By Andrew Warshaw in Manama, Bahrain
July 10 – Organisers of the three-country north American 2026 World Cup bid insist the bid will be clean and not be faced with any allegations of wrongdoing.
CONCACAF was one of the two confederations humiliated by the FifaGate scandal, with a raft of its senior executives brought down either by ethics investigations or the US judicial authorities – or both.
But after their latest extraordinary congress here, organisers re-iterated the confederation’s efforts to project a new image of transparency and put its unfortunate past behind it.
“It’s a fair question,” said US Soccer president Sunil Gulati. “Everyone involved in the bid will have the highest ethical standards. You won’t see cases of people passing background checks and then found to be guilty of certain violations.”

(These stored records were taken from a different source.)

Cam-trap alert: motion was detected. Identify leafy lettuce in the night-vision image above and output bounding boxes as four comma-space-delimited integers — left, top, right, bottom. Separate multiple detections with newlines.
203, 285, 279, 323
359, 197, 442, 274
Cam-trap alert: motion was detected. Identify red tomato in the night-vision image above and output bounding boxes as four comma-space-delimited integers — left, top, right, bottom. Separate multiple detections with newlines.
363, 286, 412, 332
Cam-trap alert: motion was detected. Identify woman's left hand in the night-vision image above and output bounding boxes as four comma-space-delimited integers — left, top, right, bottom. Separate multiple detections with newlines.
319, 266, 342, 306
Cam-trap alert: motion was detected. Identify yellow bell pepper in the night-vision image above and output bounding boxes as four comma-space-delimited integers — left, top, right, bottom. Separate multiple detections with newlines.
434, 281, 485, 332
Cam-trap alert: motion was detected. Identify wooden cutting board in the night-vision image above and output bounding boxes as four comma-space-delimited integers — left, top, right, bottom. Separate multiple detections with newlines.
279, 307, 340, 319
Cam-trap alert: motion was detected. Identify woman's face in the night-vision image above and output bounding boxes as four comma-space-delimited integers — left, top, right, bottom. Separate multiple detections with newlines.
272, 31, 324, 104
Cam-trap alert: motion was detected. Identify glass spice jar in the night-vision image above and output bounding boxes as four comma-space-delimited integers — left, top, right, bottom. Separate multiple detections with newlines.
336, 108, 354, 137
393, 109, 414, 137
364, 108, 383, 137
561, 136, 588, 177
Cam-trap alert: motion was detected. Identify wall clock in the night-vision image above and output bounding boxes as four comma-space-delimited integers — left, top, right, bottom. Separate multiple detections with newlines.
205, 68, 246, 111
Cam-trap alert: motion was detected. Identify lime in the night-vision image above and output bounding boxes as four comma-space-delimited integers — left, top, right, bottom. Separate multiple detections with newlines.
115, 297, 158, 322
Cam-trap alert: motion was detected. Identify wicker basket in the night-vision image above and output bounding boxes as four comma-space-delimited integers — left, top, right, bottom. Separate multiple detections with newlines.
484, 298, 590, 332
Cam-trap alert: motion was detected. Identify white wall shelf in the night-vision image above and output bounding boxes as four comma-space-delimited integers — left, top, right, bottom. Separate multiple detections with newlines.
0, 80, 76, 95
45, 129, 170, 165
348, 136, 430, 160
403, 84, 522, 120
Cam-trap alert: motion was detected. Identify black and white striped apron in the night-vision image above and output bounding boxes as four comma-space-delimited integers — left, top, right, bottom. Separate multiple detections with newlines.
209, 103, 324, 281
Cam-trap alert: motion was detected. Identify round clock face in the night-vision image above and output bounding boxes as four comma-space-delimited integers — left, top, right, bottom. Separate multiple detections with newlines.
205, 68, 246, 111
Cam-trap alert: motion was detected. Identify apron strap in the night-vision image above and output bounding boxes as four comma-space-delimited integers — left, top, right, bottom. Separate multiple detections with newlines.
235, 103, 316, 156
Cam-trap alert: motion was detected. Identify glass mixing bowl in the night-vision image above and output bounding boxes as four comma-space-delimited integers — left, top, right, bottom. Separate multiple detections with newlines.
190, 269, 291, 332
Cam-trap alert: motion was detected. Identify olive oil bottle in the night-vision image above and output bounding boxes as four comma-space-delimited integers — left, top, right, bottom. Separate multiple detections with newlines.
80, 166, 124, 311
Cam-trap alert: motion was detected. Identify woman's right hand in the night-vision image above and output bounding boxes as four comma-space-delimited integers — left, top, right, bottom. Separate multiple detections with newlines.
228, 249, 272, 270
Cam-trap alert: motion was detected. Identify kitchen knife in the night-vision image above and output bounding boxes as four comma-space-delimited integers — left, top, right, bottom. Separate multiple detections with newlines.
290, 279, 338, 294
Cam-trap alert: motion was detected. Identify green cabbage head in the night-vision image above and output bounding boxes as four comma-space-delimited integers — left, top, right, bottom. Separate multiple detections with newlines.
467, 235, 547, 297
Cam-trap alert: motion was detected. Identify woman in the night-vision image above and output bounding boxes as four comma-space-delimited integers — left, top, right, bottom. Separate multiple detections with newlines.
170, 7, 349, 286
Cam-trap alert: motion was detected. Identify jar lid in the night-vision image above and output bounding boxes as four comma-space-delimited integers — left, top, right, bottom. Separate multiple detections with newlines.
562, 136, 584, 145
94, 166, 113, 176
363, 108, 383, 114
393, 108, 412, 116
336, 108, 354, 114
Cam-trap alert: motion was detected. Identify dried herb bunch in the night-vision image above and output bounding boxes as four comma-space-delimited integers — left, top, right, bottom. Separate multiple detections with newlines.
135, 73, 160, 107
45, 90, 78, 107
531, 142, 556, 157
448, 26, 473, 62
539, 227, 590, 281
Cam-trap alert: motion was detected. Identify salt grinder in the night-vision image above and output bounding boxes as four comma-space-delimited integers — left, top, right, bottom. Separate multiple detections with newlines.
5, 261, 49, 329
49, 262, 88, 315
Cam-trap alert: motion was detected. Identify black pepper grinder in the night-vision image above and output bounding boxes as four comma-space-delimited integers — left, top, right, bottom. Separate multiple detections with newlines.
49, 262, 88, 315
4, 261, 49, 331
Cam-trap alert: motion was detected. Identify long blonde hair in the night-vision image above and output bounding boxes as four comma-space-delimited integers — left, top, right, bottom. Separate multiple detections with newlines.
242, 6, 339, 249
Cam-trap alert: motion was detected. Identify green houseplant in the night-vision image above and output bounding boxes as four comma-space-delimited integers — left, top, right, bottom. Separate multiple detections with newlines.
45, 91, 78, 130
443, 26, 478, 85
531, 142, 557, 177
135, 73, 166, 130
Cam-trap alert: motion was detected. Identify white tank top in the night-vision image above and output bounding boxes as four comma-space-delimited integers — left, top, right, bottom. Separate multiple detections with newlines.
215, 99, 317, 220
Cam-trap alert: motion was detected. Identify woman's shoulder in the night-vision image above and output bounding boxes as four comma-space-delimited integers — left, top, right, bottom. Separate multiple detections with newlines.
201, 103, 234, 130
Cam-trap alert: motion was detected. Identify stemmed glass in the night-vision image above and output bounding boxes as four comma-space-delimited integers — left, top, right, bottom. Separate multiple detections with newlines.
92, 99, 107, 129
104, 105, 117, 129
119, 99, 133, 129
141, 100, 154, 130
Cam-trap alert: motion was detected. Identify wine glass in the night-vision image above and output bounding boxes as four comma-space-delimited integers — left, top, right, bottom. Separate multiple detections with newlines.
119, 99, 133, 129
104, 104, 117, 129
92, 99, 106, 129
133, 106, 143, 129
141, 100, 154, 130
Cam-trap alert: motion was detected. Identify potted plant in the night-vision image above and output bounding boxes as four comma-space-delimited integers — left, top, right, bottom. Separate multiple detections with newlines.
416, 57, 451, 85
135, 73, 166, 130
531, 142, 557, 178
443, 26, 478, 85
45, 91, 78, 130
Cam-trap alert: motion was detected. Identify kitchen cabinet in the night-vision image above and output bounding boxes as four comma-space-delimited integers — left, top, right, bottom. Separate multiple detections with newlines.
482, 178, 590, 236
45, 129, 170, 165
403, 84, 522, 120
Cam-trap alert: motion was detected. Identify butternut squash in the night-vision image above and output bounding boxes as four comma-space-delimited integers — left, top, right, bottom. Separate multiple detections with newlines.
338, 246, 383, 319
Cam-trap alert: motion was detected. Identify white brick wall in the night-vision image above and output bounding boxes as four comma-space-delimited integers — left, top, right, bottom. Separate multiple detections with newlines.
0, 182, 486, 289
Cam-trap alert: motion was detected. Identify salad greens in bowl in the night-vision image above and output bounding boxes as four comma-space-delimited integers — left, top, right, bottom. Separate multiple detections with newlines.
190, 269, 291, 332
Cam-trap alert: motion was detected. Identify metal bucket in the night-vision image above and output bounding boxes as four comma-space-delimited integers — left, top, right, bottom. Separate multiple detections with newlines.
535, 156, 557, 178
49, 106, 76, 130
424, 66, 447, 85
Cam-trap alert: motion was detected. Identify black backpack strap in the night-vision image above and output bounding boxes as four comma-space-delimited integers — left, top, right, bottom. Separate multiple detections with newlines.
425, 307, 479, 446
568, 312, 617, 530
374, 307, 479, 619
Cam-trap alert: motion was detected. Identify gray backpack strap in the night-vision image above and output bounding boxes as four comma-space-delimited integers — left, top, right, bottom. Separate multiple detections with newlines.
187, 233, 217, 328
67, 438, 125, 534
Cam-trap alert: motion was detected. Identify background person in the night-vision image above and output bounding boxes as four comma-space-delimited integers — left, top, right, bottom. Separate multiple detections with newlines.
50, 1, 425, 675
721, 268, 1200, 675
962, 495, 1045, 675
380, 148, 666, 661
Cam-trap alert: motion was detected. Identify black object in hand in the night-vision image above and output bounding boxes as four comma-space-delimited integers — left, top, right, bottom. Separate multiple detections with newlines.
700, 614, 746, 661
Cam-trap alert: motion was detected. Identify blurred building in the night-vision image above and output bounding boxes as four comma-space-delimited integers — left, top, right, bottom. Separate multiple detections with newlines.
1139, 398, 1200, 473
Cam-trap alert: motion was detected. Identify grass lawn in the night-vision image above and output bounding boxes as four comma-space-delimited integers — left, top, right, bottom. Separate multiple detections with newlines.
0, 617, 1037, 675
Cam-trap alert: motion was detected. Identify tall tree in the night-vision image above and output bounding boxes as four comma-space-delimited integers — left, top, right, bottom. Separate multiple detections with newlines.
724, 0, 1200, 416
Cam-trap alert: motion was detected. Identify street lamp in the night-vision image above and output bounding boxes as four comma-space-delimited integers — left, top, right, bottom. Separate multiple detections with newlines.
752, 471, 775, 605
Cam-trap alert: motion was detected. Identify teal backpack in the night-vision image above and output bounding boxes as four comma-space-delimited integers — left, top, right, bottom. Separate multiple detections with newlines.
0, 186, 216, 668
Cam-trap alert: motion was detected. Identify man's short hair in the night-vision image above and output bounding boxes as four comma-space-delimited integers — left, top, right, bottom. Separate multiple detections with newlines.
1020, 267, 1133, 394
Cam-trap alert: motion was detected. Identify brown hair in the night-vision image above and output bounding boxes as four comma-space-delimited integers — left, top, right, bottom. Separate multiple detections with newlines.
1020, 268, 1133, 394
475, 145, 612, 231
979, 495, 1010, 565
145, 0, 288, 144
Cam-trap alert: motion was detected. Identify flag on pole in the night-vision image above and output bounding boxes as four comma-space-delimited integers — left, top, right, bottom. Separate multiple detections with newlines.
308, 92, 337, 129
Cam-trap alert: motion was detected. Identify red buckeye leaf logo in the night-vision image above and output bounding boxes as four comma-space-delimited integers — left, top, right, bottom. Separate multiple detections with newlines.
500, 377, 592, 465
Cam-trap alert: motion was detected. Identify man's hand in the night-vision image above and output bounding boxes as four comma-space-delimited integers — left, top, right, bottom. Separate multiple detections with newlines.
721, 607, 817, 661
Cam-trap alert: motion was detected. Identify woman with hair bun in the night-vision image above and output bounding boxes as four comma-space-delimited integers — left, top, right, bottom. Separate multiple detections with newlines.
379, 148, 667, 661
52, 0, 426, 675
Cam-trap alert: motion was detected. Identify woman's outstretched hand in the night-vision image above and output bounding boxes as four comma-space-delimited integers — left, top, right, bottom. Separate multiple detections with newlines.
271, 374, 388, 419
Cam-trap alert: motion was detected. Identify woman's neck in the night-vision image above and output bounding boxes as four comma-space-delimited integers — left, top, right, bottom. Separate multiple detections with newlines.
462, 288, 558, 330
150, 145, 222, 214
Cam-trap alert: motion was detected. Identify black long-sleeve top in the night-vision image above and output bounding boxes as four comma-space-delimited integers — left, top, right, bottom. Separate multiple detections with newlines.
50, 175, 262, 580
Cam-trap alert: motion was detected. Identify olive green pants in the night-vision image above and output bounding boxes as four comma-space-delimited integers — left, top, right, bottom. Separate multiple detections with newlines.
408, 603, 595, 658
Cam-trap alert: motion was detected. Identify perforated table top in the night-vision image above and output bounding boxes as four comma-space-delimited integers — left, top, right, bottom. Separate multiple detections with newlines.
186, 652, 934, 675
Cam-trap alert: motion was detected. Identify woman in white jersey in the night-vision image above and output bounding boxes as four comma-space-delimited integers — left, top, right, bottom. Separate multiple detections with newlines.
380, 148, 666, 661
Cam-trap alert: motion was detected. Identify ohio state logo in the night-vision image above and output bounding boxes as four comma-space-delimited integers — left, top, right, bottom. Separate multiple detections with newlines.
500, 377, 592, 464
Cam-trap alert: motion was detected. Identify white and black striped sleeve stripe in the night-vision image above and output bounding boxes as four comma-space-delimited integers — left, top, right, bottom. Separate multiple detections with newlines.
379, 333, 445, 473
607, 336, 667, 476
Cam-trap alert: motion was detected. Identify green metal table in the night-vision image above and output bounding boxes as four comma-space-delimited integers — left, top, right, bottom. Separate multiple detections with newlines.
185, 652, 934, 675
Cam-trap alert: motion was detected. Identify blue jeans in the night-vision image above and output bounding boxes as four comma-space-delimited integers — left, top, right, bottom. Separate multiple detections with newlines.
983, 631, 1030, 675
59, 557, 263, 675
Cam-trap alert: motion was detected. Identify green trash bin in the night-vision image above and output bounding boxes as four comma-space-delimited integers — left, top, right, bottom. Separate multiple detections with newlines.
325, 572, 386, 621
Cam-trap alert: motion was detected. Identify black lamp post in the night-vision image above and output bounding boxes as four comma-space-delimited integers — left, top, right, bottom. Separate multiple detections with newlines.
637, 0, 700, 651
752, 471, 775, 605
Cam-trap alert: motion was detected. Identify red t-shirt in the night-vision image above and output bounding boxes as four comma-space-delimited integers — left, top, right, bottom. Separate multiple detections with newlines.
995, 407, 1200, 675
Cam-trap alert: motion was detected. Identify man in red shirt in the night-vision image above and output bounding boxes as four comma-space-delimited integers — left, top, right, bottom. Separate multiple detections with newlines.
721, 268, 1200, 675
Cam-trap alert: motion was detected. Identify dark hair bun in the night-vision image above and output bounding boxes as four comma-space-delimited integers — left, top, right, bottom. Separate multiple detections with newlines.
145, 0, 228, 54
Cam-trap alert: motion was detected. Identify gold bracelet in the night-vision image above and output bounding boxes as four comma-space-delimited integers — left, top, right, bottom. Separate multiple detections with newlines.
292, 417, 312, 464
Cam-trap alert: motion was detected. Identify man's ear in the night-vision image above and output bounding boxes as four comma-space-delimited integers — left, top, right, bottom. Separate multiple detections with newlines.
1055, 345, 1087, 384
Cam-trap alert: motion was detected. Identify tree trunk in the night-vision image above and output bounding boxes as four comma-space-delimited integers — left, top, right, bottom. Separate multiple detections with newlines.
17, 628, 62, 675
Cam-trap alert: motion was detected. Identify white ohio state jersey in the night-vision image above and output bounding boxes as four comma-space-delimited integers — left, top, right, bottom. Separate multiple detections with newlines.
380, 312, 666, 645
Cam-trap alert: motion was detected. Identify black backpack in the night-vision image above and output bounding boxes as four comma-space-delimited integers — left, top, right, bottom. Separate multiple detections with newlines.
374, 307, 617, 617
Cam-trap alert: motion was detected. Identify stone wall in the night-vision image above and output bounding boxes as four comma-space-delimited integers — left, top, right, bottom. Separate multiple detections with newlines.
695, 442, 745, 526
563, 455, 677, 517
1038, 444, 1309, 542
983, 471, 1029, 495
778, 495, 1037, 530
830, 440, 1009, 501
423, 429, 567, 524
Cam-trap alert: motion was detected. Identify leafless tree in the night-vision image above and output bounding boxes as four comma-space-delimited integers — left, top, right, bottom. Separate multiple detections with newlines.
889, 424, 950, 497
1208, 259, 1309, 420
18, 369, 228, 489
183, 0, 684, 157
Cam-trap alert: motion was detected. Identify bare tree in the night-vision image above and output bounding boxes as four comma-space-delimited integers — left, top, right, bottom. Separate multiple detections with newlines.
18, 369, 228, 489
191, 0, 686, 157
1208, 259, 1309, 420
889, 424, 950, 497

FIFA decided on Tuesday to leave open the bidding process for the 2026 World Cup until August, rejecting an attempt by the United States, Canada and Mexico to fast-track their plans. Much has been made of a potential bid from perennial bridesmaids Morocco but so far that has not materialised.
Gulati hinted it might though that would only work if it was a joint bid with a fellow African country given the expansion to 48 finalists in 2026 and the need for sufficient facilities.
“Morocco is always the one that is mentioned,” said Gulati. “Not surprising because they’ve bid before. We had a chat with them yesterday. It’s possible they may bid but we will make sure we meet all the FIFA standards. The effort we make will be respective of whether other countries bid.”
Mexican FA chief Decio de Maria repeated previous assertions that his football-mad nation would be happy with hosting just 10 of the 80 proposed games even though the Mexican media have been up in arms.
“I’ve been asked this many times,” he said. “We always wanted to host for a third time and as things are today we are very glad we can be partners. Whether 10 games are not enough or too many, that’s secondary.”